De oorspronkelijke kleinschaligheid van coffeeshops is verdrongen. Criminaliteit en grootschaligheid gaat hand in hand. De SGP is daarom binnen het gegeven bestel een voorstander van de invoering van de clubpas op korte termijn. Controle door politie en justitie wordt door de clubpas vergemakkelijkt. Waarom gaat de minister niet in één keer over tot invoering van de clubpas in het hele land? Bovendien lijkt het er nu veel op dat de minister het accepteert als gemeenten niet optreden bij het ontbreken van een wietpas.  Dat mag hij niet accepteren.

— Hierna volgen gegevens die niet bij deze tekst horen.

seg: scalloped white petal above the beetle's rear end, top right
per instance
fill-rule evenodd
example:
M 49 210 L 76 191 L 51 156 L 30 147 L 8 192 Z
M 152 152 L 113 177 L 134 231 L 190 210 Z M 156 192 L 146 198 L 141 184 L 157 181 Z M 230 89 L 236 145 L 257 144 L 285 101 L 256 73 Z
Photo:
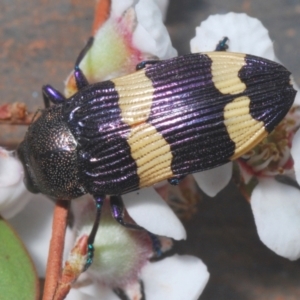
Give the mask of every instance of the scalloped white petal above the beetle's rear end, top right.
M 192 52 L 214 51 L 224 37 L 229 38 L 229 51 L 257 55 L 275 60 L 273 43 L 263 24 L 246 14 L 230 12 L 212 15 L 196 28 L 191 40 Z

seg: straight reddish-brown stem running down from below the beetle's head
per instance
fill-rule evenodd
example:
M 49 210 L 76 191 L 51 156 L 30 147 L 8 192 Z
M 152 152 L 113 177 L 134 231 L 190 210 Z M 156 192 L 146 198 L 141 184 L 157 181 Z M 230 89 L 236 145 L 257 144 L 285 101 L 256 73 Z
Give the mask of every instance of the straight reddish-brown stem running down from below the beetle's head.
M 62 272 L 62 259 L 67 227 L 69 201 L 57 200 L 49 248 L 43 300 L 53 300 Z

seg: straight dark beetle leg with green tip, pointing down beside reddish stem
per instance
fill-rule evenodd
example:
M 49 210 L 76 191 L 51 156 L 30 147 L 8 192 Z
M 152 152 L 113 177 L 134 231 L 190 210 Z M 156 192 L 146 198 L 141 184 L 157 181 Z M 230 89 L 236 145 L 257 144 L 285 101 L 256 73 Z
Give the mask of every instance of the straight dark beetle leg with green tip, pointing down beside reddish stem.
M 93 257 L 94 257 L 94 240 L 95 236 L 98 231 L 99 223 L 100 223 L 100 216 L 101 216 L 101 210 L 103 206 L 105 196 L 94 196 L 95 204 L 96 204 L 96 218 L 94 221 L 94 225 L 92 228 L 92 231 L 89 235 L 88 238 L 88 253 L 87 253 L 87 259 L 86 259 L 86 264 L 84 267 L 84 270 L 86 270 L 93 262 Z

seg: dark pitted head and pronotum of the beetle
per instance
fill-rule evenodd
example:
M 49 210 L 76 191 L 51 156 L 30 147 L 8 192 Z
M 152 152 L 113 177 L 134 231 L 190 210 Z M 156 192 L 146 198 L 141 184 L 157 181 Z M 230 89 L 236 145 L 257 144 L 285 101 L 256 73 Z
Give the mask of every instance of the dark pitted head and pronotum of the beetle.
M 77 141 L 62 119 L 61 105 L 42 111 L 17 153 L 30 192 L 65 200 L 85 194 L 78 179 Z

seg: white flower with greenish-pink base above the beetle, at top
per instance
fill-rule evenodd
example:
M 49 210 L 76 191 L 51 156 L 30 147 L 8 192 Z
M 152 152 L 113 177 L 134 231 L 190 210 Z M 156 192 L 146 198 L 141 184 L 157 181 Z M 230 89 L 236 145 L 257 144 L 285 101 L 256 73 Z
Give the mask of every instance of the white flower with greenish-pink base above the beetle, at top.
M 132 73 L 143 60 L 177 55 L 153 0 L 112 1 L 107 14 L 99 28 L 96 24 L 93 45 L 79 64 L 89 83 Z M 67 97 L 77 91 L 73 72 L 65 84 Z

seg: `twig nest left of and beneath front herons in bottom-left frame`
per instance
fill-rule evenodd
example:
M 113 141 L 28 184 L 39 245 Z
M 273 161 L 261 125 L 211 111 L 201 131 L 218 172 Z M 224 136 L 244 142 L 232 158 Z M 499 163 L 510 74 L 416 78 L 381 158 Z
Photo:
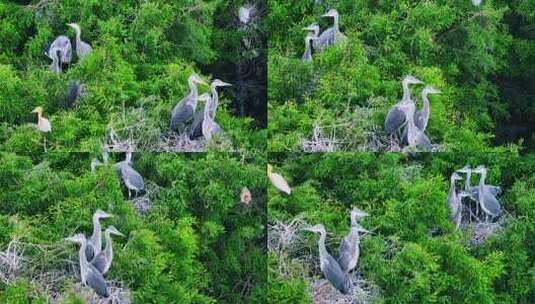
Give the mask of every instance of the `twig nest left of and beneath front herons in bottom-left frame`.
M 62 303 L 66 286 L 79 280 L 78 258 L 71 256 L 71 246 L 65 242 L 47 245 L 12 239 L 0 251 L 0 282 L 5 285 L 24 279 L 31 289 L 46 296 L 49 303 Z M 116 282 L 108 281 L 110 297 L 100 298 L 91 288 L 75 283 L 72 291 L 91 304 L 130 303 L 130 292 Z

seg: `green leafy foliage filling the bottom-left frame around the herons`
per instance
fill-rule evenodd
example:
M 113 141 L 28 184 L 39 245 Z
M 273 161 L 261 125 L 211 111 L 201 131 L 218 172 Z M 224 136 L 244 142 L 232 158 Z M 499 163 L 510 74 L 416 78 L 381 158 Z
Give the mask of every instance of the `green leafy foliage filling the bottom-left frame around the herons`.
M 64 259 L 25 252 L 45 270 L 51 265 L 65 268 L 66 260 L 77 261 L 77 251 L 63 238 L 74 232 L 90 234 L 92 213 L 100 208 L 115 215 L 105 225 L 114 225 L 127 236 L 114 239 L 113 266 L 106 278 L 128 288 L 135 303 L 265 301 L 266 185 L 260 155 L 135 154 L 134 167 L 148 189 L 157 187 L 145 216 L 126 200 L 113 168 L 90 172 L 91 157 L 59 152 L 39 157 L 0 154 L 2 250 L 13 238 L 65 246 L 69 255 Z M 123 156 L 111 158 L 114 163 Z M 239 203 L 242 187 L 252 193 L 249 207 Z M 67 296 L 73 292 L 68 285 L 59 287 L 67 303 L 77 303 L 76 293 Z M 33 301 L 34 290 L 22 283 L 0 284 L 0 299 Z

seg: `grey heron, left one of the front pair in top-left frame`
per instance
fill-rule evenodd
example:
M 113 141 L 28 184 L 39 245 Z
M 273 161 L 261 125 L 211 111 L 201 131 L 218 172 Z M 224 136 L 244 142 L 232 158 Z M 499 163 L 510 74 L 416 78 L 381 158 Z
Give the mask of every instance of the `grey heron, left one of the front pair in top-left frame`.
M 197 108 L 197 84 L 206 85 L 206 82 L 195 74 L 191 75 L 188 78 L 188 86 L 190 89 L 189 94 L 176 104 L 171 113 L 171 130 L 177 132 L 180 131 L 193 117 L 195 109 Z

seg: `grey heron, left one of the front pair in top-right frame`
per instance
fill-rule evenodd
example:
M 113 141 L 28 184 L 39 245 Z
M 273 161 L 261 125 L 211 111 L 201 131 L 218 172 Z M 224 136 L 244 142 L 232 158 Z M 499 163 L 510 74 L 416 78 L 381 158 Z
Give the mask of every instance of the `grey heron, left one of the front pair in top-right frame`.
M 385 133 L 390 135 L 398 130 L 407 121 L 407 112 L 416 110 L 416 105 L 411 99 L 411 92 L 409 85 L 421 84 L 422 81 L 414 76 L 406 76 L 402 81 L 403 97 L 396 103 L 386 115 L 385 118 Z M 414 114 L 413 114 L 414 115 Z

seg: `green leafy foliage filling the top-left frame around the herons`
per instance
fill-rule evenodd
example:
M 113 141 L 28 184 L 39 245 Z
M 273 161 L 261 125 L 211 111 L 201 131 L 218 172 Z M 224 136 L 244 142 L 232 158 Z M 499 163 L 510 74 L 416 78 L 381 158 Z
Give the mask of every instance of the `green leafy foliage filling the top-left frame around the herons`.
M 49 150 L 94 151 L 110 126 L 118 130 L 133 125 L 138 126 L 135 139 L 140 148 L 152 148 L 169 130 L 171 110 L 188 92 L 188 76 L 209 74 L 206 66 L 219 57 L 228 59 L 218 48 L 225 38 L 214 35 L 231 31 L 214 25 L 220 5 L 218 0 L 140 4 L 69 0 L 50 1 L 41 8 L 1 3 L 0 121 L 8 124 L 0 147 L 17 151 L 24 144 L 21 138 L 28 136 L 25 126 L 36 121 L 30 112 L 42 106 L 52 123 Z M 82 39 L 93 51 L 82 61 L 73 54 L 64 73 L 55 74 L 48 71 L 50 60 L 43 48 L 58 35 L 66 35 L 75 53 L 74 31 L 66 26 L 70 22 L 80 24 Z M 85 86 L 86 95 L 72 105 L 65 100 L 73 80 Z M 230 98 L 222 93 L 219 125 L 233 147 L 262 149 L 265 133 L 256 132 L 252 119 L 237 117 Z M 143 117 L 134 119 L 138 112 Z M 118 133 L 122 138 L 130 135 Z

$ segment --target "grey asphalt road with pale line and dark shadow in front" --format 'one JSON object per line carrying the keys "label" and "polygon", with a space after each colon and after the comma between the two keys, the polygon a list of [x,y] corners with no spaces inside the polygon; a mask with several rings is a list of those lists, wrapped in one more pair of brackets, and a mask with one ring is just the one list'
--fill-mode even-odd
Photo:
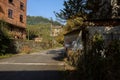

Coffeeshops zijn nog steeds zichtbaar op internet, soms zelfs met de mogelijkheid om via internet bestellingen te plaatsen. In de Aanwijzing Opiumwet staat bij het afficheringsverbod: ‘geen enkele vorm van reclame anders dan een summiere aanduiding op de betreffende lokaliteit’.  De enkele aanwezigheid op internet is hiermee dus al in strijd, laat staat dat er ook doorverwijzingen zijn naar webwinkels. Zijn gemeenten ook op dit front actief in de handhaving? De SGP wil dat politie en justitie het afficheringsverbod ook op internet zorgvuldig handhaven.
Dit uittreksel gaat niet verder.